Hawthorne: Oh yeah, we did. I forgot about that. All I remember is that we were wearing really big rings, and that hurt when we hit each other. [Laughs]
Weisz: In general, we learned to start with Elliot in any scene when they were both there because Elliot sets the pace. She moves around more, she’s more volatile, while Beverly is more still and quiet and will fit into what Elliot does. So I guess we started with Elliot. It was technically really challenging because we were going over the boundary of the split screen. So we did one side and then — oh, gosh, my brain’s hurting thinking about it. [Laughs] It’s mind-boggling, isn’t it? Then when I was being Beverly, I had to imagine being hit because her hand wasn’t really coming in. So I would flinch at the beep.
Hawthorne: I also think about those massive dinner scenes. Technically, they were hard because there was so much overlapping [dialogue], and I wasn’t allowed to be on the audio track, but I’d still have to somehow, like, suggest the lines with my body because they were cues for other actors. And that makes a massive puzzle.

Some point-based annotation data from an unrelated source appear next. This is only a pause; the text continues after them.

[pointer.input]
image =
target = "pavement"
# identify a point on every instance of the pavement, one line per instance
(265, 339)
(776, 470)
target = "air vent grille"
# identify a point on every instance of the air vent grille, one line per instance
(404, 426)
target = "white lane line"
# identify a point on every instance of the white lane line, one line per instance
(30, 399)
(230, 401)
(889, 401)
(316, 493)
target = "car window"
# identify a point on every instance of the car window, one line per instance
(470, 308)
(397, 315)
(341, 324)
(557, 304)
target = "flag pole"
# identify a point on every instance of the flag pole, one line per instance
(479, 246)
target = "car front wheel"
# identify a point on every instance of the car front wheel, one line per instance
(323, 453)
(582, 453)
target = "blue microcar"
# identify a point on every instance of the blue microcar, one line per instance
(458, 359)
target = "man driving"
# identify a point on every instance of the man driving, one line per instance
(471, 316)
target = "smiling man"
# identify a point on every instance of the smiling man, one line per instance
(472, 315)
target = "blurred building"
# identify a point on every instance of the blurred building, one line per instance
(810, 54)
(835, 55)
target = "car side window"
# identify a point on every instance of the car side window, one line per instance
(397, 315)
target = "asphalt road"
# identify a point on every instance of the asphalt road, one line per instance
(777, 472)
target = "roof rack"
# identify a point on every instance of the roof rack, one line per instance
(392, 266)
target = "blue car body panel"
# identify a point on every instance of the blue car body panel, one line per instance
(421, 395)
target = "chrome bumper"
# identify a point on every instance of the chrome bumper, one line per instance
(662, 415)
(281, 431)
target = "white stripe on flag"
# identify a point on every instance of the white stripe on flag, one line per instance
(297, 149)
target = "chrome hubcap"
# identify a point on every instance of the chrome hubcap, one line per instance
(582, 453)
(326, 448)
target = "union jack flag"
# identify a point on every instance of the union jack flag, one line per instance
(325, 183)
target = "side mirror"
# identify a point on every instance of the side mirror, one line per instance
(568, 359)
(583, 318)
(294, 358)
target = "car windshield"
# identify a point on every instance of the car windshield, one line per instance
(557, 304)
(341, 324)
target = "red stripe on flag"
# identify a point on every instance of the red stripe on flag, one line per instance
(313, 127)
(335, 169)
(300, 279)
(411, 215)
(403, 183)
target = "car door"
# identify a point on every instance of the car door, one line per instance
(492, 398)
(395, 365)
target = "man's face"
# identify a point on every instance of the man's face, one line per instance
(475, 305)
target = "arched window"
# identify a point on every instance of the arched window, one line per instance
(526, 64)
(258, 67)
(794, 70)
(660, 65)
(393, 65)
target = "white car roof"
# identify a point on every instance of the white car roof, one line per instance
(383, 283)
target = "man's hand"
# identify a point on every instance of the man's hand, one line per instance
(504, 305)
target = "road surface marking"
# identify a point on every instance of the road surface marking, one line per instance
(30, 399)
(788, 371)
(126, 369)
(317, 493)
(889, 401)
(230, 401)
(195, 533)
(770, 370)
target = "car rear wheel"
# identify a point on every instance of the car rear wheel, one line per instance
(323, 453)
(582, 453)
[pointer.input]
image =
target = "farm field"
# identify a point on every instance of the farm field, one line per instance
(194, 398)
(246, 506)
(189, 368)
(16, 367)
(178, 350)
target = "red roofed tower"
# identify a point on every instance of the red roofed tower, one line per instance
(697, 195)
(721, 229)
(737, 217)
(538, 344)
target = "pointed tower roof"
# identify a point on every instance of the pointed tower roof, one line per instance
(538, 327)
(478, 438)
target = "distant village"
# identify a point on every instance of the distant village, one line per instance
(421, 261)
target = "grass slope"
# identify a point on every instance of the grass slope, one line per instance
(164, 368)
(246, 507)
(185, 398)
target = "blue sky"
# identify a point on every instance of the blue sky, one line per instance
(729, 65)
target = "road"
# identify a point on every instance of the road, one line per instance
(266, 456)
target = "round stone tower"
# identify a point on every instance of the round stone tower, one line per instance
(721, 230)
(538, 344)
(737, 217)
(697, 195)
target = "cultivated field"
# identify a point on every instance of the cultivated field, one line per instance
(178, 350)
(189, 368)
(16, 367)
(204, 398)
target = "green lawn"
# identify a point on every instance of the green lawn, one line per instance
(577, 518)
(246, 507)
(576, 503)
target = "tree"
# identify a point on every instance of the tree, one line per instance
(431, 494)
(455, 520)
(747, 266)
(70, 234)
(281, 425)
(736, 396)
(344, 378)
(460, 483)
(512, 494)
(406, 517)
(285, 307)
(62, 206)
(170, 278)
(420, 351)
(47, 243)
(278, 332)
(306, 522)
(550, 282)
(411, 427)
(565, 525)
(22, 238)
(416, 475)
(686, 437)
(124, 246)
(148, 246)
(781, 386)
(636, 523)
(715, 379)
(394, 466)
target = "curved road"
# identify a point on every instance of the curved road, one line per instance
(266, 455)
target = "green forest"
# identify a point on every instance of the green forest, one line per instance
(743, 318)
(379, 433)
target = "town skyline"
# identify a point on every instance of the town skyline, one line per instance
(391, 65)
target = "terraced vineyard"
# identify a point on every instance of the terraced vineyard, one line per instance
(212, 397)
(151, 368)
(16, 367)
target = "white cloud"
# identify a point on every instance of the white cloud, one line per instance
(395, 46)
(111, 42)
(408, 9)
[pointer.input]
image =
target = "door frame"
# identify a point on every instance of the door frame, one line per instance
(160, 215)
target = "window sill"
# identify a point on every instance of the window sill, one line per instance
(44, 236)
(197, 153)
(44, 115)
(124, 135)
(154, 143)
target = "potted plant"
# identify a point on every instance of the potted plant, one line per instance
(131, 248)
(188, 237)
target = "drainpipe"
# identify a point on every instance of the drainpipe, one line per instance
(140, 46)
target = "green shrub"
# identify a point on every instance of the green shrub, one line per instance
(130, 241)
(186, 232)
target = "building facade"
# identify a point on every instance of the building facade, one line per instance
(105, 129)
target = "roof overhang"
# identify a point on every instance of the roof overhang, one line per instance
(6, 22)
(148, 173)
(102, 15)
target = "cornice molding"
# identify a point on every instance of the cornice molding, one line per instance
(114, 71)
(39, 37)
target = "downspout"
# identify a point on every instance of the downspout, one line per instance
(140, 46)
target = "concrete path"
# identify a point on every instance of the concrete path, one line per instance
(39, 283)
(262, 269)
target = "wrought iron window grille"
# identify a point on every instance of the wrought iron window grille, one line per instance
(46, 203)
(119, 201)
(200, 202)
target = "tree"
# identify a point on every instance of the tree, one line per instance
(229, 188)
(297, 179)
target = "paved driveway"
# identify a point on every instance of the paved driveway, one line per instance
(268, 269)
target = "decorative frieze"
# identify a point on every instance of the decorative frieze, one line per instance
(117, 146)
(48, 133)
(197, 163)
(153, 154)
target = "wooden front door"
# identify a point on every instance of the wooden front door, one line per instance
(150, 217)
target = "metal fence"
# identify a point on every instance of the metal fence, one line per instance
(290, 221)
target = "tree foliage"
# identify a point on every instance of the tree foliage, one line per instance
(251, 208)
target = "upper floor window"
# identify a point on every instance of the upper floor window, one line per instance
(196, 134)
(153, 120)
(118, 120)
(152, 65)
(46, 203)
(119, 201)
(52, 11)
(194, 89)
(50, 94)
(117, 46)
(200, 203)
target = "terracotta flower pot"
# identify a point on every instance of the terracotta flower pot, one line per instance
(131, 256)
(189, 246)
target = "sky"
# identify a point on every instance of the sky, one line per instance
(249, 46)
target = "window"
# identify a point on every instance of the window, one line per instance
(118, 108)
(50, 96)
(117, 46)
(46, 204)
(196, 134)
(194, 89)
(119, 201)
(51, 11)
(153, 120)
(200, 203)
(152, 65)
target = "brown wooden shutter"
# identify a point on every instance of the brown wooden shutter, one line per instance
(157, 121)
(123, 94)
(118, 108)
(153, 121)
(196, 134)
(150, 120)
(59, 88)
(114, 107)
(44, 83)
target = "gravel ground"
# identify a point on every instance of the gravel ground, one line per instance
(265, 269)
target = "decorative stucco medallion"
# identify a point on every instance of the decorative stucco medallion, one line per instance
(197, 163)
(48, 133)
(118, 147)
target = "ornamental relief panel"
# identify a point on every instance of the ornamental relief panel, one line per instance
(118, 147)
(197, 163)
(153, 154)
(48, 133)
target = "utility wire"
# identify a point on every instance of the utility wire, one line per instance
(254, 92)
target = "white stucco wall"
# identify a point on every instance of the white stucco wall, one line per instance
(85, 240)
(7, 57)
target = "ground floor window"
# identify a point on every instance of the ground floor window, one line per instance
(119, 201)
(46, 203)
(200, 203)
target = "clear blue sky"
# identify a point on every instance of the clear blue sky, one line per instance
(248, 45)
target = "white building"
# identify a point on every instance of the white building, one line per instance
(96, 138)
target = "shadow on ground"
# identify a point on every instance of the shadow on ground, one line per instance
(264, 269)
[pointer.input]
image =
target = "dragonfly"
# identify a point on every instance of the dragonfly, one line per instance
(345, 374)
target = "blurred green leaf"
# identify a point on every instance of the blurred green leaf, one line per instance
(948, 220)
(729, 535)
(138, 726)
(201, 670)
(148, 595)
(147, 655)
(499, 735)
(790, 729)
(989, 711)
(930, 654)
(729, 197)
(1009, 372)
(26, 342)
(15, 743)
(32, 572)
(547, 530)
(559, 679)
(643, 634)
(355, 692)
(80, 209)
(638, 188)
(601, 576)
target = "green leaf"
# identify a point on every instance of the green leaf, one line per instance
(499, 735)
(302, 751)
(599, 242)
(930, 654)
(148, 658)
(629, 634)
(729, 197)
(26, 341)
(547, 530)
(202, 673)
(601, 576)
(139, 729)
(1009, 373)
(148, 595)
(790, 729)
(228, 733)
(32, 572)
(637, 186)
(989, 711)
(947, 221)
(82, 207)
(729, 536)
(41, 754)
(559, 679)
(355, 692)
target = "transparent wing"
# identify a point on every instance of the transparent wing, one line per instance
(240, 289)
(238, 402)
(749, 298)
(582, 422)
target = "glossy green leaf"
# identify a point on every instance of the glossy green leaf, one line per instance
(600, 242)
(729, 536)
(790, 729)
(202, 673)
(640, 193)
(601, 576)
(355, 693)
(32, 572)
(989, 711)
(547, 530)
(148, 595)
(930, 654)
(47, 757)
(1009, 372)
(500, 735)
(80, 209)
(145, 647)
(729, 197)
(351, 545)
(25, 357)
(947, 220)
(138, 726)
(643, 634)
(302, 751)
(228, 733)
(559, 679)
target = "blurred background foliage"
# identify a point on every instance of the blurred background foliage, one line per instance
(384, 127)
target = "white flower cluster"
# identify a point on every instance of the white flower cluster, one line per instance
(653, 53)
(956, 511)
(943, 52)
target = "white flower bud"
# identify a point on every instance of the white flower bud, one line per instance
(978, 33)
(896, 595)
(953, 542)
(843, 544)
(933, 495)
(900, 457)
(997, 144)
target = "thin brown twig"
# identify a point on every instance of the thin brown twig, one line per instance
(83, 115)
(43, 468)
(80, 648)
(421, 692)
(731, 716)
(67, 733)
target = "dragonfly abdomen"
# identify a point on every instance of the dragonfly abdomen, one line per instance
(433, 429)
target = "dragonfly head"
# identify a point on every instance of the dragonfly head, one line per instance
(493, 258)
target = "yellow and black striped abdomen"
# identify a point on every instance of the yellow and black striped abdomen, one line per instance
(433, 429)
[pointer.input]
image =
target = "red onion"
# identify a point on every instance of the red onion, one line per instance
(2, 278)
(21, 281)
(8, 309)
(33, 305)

Weisz: Yeah, 12 people around a dinner table and then a twin swap.
Kitty, you also play the twins’ mother in flashbacks, when she’s suffering from postpartum depression. At what point did you learn you’d be playing that role as well?
Hawthorne: It was always part of the deal, I think, that Alice would write a part for whoever did [the scene-partner] job. And then Alice had the really smart idea of having me play the mother because I knew the twins so well. It felt right that I was playing their mum. And they cast my real-life boyfriend to play my husband, without realizing it. So that was, like, the coolest thing in the whole world.
Weisz: Nobody knew. He got the job and Kitty was like, that’s Brandon [Bassir)], that’s my boyfriend.
Hawthorne: We trained at drama school together, so it felt like a real full-circle moment. It was lovely.